Meta is rolling out a new way for advertisers to create marketing materials.
Businesses can now use Meta’s artificial intelligence (AI) tools to create images for advertising campaigns, Meta said in a Tuesday (May 7) blog post. Business owners can feed the AI an image of their products and generate new backgrounds for it. The model also offers image expansion, which resizes the image to fit a range of sizes for different use cases, per the post.
Meta also plans to enable businesses to use text prompts to further customize their images, and said the feature would be available in the coming months.
The social media company is also introducing new text generation features, allowing businesses to create ad headlines as well as its main ad copy. Meta noted that it is testing ways for the AI to replicate businesses’ various tones and voices by highlighting key selling points based on past campaigns. This feature will be powered by Meta’s large language model Llama 3, and the company said it hopes to make ad text generation available worldwide by the end of the year.

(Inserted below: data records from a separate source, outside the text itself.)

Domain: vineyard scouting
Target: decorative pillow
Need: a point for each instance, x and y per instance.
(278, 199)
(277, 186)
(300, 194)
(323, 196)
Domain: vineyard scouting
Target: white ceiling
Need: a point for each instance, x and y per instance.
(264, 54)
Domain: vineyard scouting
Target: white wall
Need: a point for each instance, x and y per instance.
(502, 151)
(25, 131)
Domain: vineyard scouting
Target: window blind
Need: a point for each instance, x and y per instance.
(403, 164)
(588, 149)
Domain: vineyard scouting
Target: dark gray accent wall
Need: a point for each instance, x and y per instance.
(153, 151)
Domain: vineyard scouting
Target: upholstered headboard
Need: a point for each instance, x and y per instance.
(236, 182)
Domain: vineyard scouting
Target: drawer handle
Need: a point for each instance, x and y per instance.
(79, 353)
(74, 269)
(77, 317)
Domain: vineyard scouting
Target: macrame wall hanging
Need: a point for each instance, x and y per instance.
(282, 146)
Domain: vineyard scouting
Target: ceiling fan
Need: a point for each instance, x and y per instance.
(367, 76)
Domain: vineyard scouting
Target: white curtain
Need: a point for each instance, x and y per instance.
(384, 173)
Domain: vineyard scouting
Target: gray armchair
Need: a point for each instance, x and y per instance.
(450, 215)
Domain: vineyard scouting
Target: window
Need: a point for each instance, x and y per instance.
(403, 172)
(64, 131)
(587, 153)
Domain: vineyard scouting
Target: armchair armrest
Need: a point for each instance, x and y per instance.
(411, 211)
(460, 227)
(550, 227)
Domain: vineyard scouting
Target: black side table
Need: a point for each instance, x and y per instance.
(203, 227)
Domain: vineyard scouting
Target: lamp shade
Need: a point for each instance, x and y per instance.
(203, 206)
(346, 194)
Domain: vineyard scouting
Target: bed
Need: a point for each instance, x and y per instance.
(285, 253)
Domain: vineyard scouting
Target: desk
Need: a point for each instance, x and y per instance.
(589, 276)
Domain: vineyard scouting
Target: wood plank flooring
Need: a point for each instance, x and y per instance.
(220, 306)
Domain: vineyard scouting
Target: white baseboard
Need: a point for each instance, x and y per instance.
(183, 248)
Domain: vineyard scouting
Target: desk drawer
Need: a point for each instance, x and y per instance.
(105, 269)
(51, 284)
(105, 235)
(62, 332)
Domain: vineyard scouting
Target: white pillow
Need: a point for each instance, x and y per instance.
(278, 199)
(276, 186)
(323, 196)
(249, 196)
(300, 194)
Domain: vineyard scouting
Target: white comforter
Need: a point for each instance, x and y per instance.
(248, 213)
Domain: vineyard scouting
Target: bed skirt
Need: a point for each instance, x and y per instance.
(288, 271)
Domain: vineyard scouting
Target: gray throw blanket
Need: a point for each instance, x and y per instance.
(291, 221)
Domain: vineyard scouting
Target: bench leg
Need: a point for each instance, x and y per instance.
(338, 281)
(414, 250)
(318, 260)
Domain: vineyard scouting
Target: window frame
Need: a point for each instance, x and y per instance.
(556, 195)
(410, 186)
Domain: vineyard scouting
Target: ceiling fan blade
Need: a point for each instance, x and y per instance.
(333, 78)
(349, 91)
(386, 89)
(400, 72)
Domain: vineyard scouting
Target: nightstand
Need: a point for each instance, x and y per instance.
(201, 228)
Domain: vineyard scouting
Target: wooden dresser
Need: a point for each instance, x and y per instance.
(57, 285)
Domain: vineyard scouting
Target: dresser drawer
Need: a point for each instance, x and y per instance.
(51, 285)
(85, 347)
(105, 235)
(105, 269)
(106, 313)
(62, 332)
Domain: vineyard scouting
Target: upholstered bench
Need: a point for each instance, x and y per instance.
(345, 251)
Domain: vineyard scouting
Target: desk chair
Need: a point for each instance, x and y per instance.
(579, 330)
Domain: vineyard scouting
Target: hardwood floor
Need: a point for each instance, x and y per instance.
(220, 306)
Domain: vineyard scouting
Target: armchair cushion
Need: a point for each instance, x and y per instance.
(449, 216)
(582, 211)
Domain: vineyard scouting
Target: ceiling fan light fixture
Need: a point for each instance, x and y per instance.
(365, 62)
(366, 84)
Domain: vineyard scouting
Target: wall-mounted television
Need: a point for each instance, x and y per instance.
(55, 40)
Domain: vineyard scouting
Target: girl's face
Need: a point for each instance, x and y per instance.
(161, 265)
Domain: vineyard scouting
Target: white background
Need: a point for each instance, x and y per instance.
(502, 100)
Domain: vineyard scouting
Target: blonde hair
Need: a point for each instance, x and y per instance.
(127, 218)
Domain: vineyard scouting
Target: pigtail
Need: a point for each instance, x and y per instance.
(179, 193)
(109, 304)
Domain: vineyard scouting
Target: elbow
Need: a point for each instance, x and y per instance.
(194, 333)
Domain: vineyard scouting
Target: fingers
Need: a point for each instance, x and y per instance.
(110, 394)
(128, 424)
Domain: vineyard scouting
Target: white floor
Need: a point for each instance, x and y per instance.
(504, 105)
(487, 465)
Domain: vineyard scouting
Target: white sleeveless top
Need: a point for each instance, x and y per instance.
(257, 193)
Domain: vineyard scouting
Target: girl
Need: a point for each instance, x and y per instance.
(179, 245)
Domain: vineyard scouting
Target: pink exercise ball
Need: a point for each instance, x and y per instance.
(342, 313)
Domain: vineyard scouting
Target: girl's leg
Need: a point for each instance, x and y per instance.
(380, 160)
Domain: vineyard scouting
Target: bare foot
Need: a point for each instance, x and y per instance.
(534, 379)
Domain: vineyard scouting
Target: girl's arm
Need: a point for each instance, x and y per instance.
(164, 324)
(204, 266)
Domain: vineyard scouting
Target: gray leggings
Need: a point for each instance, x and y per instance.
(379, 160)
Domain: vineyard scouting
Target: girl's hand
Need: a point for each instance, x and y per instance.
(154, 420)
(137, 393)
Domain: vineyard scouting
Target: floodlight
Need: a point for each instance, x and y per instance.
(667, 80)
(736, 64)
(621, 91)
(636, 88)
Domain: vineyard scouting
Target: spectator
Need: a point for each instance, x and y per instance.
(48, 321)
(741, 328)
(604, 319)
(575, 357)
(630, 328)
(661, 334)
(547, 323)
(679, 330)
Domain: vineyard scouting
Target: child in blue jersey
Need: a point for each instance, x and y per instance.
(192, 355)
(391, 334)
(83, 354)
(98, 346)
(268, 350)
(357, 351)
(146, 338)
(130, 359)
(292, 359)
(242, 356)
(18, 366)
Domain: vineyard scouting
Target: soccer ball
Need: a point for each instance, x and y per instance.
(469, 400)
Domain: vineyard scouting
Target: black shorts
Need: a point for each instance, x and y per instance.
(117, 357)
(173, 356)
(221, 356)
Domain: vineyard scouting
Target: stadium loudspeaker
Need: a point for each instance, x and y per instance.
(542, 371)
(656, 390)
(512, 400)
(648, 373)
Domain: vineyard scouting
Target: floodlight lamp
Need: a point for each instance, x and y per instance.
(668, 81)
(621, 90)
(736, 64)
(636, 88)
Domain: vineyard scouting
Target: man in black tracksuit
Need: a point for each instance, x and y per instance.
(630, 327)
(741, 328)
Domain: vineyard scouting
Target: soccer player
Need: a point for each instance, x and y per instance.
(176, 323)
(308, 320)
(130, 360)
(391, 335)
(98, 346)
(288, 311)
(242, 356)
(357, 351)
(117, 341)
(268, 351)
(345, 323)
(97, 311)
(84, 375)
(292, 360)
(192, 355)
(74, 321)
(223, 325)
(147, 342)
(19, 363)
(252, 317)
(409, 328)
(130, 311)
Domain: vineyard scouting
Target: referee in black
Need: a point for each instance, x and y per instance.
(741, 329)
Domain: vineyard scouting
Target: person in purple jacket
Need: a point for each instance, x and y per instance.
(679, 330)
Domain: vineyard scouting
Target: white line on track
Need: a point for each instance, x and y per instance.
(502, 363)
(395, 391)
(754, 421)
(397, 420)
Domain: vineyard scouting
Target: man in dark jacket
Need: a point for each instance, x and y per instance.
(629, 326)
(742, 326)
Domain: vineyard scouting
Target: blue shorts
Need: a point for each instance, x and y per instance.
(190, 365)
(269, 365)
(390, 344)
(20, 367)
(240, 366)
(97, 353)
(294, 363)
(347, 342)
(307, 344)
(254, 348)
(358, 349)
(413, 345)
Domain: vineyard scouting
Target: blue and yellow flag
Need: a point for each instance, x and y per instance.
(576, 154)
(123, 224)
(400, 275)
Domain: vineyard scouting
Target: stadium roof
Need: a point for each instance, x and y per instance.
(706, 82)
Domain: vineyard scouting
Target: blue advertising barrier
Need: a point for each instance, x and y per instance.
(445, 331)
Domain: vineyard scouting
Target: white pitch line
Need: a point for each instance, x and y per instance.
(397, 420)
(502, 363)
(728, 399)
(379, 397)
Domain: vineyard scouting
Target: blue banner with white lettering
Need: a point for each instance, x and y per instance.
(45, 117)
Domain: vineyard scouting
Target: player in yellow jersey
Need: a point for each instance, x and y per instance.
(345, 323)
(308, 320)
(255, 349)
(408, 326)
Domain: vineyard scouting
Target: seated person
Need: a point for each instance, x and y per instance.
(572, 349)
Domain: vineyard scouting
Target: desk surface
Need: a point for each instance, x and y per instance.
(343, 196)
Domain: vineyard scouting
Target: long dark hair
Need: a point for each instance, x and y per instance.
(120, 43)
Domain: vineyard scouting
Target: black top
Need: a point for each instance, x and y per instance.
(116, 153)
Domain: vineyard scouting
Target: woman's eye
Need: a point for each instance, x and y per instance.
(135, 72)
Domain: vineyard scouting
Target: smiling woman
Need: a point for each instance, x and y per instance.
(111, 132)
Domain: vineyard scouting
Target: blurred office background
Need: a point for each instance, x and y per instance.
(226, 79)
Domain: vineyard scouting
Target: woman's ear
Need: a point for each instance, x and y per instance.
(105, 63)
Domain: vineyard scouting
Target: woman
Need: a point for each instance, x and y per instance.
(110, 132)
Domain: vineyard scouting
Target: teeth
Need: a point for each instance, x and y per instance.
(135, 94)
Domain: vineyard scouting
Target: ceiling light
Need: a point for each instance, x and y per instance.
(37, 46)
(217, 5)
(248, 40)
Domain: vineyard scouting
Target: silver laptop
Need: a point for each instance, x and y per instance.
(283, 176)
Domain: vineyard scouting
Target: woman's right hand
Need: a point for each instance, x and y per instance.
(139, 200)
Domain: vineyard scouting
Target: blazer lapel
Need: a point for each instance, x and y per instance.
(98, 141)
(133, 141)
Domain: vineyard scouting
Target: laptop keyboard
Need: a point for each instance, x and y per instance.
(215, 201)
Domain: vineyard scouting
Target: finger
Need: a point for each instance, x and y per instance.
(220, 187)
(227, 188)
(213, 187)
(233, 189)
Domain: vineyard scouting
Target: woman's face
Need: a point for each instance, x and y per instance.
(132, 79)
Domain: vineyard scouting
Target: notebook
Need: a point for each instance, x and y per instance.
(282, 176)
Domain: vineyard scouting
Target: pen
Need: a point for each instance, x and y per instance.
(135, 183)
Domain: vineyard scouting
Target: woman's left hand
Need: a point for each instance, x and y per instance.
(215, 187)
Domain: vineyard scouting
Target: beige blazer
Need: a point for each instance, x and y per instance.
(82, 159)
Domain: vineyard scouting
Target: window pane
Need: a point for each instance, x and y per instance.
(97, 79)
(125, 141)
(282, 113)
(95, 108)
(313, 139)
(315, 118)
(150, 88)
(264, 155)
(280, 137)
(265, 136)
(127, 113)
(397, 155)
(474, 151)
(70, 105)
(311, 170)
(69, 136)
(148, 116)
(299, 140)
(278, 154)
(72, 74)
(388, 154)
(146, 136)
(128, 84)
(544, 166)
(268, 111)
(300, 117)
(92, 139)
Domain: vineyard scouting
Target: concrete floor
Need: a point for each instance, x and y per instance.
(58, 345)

The unveiling of these new AI tools for businesses comes weeks after Meta announced it would increase its funding to drive further AI innovation during its latest earnings call on April 24. The company said it aims to spend $5 billion more than it initially planned to develop new AI products for consumers, developers, businesses and hardware manufacturers, PYMNTS reported at the time.
Meta’s spending on AI and the metaverse-development division Reality Labs will range from $35 billion to $40 billion by the end of this year.
The announcement sent investors into a flurry, causing the company stock to fall 15%.
Meta’s focus on AI raises questions about the profitability of the technology.
“For now, there seems to be no end in sight to the arms race,” Muddu Sudhakar, CEO of generative AI company Aisera, told PYMNTS in an interview posted April 26.
“AI is clearly a top strategic focus. Think of it like the transition from on-prem to the cloud or from the desktop to mobile,” Sudhakar said. “These are massive secular trends that last many years. So, for a megatech company like Microsoft, Google, Meta or Amazon, missing out on AI would be disastrous. This is why they are pouring billions of dollars into capex.”